In China it is quite normal for people to call each other using family relationship terms even when they are not related.

For example children will call their parents' friends or acquaintances "uncle" or "aunt".

The same goes for "big brother" for someone older and "little brother" for someone younger.

Is this the future of media? Every even remotely-mainstream aspect of culture becoming co-opted to serve the state and its interests?
Let's remember things like Captain America in the past or many aspects of popular culture today.

This is not not new.

The thing is that when it comes from China it is immediately seen as negative without knowing their culture and point of view.

That being said, socialist countries have a long tradition of not so subtle propaganda campaigns.

No I definitely agree with that, I guess the cultural propaganda from non-western countries is usually just more clumsy and ham-handed than something like captain america
I think one factor is that in countries like China where the state has an effective monopoly on information there is no incentive to improve. In the West the government would be openly ridiculed but obviously this cannot happen in China.

Secondly, from my experience I feel that we detect propaganda more easily when it's foreign rather than in our own country. Perhaps because we are so used to "our own" that we cannot notice it anymore.

For example, as a European I find Captain America as unsubtle as Chinese propaganda.

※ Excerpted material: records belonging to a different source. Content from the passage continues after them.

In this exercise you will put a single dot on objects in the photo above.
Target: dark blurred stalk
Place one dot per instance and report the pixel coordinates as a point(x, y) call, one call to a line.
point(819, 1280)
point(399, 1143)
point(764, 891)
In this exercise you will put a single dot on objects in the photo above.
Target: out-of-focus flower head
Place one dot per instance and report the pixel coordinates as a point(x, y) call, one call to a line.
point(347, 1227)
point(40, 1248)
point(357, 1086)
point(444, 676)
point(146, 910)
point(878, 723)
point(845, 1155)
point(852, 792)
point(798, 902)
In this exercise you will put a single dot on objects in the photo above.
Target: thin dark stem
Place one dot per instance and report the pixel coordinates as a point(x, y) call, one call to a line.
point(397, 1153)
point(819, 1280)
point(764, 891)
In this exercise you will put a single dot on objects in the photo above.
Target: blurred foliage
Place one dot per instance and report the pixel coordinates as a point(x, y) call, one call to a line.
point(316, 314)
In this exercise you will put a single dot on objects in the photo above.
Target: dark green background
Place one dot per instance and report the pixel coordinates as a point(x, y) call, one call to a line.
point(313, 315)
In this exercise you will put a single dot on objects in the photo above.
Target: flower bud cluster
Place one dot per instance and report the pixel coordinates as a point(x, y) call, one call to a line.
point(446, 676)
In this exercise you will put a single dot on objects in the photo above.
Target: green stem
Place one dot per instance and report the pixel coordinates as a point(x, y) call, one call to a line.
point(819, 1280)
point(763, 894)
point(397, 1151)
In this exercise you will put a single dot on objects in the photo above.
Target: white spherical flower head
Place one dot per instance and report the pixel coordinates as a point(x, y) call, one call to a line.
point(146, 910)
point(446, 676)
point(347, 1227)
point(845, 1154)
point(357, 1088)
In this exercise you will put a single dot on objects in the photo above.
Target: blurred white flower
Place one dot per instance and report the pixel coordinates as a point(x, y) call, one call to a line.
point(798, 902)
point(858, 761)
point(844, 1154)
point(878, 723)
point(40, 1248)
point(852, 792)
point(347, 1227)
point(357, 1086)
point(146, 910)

If you're an American and come to the UK perhaps you will find coverage of the Queen and the Monarchy equally unsubtle.

Yeah...I think Americans have a hard time thinking of their government spreading propaganda because America equals freedom/propaganda is only done in bad countries/etc etc. So people get some mild cognitive dissonance when they become fans of Captain America.
Young, clueless collectivists. In the past they'd join Red Guards.